The FDIC maintains that Dobbins' 2007 assignment of the Policy to Bank of Union gives the FDIC the superior claim to the Policy proceeds; that the assignment itself was valid; that because Bank of Union notified the insurer of its interest in the Policy, the assignment prevails over all subsequent interests; that only the insurer can enforce noncompliance with the Policy's terms for assignment; and that because Jackson National has interpleaded the proceeds, it has waived these conditions. Lance and L&R respond that the FDIC has no interest in the Policy proceeds because the failure of the 2007 assignment to comply with the Policy's requirements renders the assignment invalid.

2

Oklahoma law provides that "a policy may be assignable or not assignable, as provided by its terms." Okla. Stat. Ann. tit. 36 § 3624 (West 2017). "[A]n assignee or pledgee of a life insurance policy in which the insured reserves the right to change the beneficiary has a right to the policy's proceeds superior to that of the beneficiary to the extent of the underlying debt." Prudential Ins. Co. of Am. v. Glass, 959 P.2d 586, 592 (Okla. 1998). "Under Oklahoma law, no particular words are necessary to effect a contractual assignment; rather, the intent of the parties governs whether an assignment has been made." Coosewoon v. Meridian Oil Co., 25 F.3d 920, 930 (10th Cir. 1994) (citing Cobb v. Baxter, 292 P.2d 389, 391-392 (Okla. 1956)).
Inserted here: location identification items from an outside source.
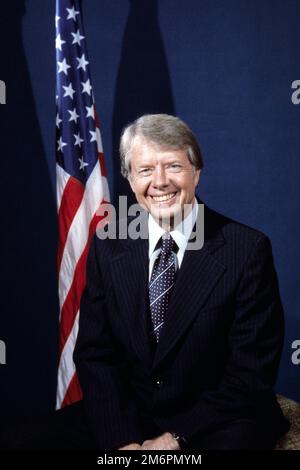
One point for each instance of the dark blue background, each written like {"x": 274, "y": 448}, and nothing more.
{"x": 225, "y": 67}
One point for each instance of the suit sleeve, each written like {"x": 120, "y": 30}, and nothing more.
{"x": 255, "y": 345}
{"x": 111, "y": 415}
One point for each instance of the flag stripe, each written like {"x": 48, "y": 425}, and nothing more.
{"x": 62, "y": 178}
{"x": 79, "y": 230}
{"x": 81, "y": 182}
{"x": 70, "y": 202}
{"x": 73, "y": 392}
{"x": 66, "y": 368}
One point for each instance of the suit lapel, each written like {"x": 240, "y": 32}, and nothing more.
{"x": 130, "y": 278}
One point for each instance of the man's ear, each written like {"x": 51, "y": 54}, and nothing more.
{"x": 197, "y": 176}
{"x": 131, "y": 182}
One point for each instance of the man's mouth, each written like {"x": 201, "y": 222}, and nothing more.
{"x": 163, "y": 198}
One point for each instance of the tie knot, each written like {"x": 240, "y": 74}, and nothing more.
{"x": 167, "y": 243}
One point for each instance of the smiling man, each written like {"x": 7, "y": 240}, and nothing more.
{"x": 178, "y": 348}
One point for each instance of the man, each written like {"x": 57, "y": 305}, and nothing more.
{"x": 179, "y": 347}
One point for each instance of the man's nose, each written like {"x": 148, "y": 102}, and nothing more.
{"x": 159, "y": 178}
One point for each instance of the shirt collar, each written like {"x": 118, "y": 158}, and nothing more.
{"x": 180, "y": 234}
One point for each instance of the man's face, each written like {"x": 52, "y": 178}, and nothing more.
{"x": 163, "y": 180}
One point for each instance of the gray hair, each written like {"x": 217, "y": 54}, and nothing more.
{"x": 164, "y": 130}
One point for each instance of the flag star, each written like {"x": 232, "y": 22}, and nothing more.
{"x": 77, "y": 37}
{"x": 73, "y": 115}
{"x": 72, "y": 13}
{"x": 59, "y": 42}
{"x": 78, "y": 139}
{"x": 94, "y": 136}
{"x": 86, "y": 87}
{"x": 61, "y": 144}
{"x": 58, "y": 120}
{"x": 82, "y": 62}
{"x": 63, "y": 66}
{"x": 69, "y": 90}
{"x": 82, "y": 163}
{"x": 90, "y": 111}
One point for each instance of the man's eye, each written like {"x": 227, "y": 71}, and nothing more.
{"x": 145, "y": 171}
{"x": 174, "y": 167}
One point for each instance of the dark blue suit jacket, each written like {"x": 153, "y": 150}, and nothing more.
{"x": 219, "y": 351}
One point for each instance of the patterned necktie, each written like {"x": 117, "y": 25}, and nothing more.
{"x": 161, "y": 283}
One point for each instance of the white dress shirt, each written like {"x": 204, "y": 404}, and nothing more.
{"x": 180, "y": 235}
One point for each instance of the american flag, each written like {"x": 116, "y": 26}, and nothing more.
{"x": 81, "y": 182}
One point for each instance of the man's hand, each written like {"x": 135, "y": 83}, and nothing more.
{"x": 164, "y": 442}
{"x": 132, "y": 446}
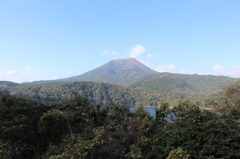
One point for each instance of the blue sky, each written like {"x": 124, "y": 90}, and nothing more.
{"x": 51, "y": 39}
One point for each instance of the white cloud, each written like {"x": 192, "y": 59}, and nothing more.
{"x": 54, "y": 77}
{"x": 233, "y": 71}
{"x": 136, "y": 51}
{"x": 12, "y": 72}
{"x": 169, "y": 68}
{"x": 149, "y": 64}
{"x": 28, "y": 68}
{"x": 26, "y": 74}
{"x": 149, "y": 55}
{"x": 8, "y": 76}
{"x": 108, "y": 52}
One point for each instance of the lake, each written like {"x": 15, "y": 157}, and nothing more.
{"x": 151, "y": 110}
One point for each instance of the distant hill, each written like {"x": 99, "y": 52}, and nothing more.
{"x": 120, "y": 72}
{"x": 8, "y": 84}
{"x": 97, "y": 92}
{"x": 169, "y": 82}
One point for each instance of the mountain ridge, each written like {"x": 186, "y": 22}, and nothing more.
{"x": 120, "y": 71}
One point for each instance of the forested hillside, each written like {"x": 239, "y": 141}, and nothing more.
{"x": 98, "y": 93}
{"x": 169, "y": 82}
{"x": 75, "y": 128}
{"x": 8, "y": 84}
{"x": 120, "y": 72}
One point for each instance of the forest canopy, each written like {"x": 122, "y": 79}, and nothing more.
{"x": 76, "y": 128}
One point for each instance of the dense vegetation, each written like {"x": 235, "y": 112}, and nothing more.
{"x": 8, "y": 84}
{"x": 75, "y": 128}
{"x": 97, "y": 93}
{"x": 121, "y": 72}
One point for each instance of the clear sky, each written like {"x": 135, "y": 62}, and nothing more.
{"x": 51, "y": 39}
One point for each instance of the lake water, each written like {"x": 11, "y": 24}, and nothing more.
{"x": 151, "y": 110}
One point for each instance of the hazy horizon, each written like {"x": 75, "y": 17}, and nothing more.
{"x": 46, "y": 40}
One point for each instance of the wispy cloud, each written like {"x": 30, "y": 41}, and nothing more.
{"x": 137, "y": 50}
{"x": 233, "y": 71}
{"x": 27, "y": 74}
{"x": 109, "y": 52}
{"x": 8, "y": 76}
{"x": 169, "y": 68}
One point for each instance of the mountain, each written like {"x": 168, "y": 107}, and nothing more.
{"x": 120, "y": 72}
{"x": 97, "y": 92}
{"x": 8, "y": 84}
{"x": 169, "y": 82}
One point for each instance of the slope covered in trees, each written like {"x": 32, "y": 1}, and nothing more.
{"x": 8, "y": 84}
{"x": 75, "y": 128}
{"x": 98, "y": 93}
{"x": 120, "y": 72}
{"x": 168, "y": 82}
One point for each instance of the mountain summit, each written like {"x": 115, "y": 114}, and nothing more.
{"x": 120, "y": 71}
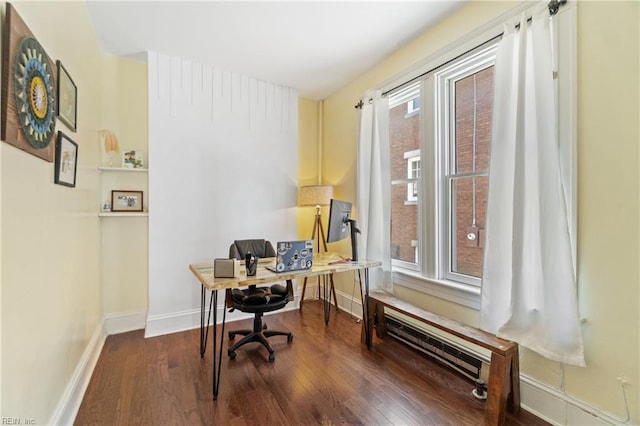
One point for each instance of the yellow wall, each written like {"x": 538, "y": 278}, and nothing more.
{"x": 52, "y": 295}
{"x": 124, "y": 241}
{"x": 307, "y": 159}
{"x": 608, "y": 182}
The court agrees with the parties that Oklahoma law governs this case. Where, as here, a court's jurisdiction is based on matters arising under federal law, the court "should apply federal common law choice of law principles[.]" Jimenez v. Sun Life Assur. Co. of Can., 486 Fed. Appx. 398, 406 (5th Cir. 2012) (per curiam); accord Haynsworth v. The Corporation, 121 F.3d 956, 962 (5th Cir. 2009). Federal conflicts of law rules are found in the Restatement (Second) of Conflicts of Laws. Jimenez, 486 Fed. Appx. at 407. Section 188 of the Restatement states that, when a contract does not provide a choice of law provision, the governing law is that of the state that "has the most significant relationship to the transaction and the parties" under given principles. Restatement (Second) of Conflicts of Laws § 188 (1971). These include the place of contracting, the place of negotiation of the contract, and the place of performance. Id. Moreover "[i]f the place of negotiating the contract and the place of performance are in the same state, the local law of this state will usually be applied[.]" Id. Here, the Policy did not contain a choice of law provision, and the parties entered into and executed the Policy in Oklahoma. Therefore, the court applies Oklahoma law.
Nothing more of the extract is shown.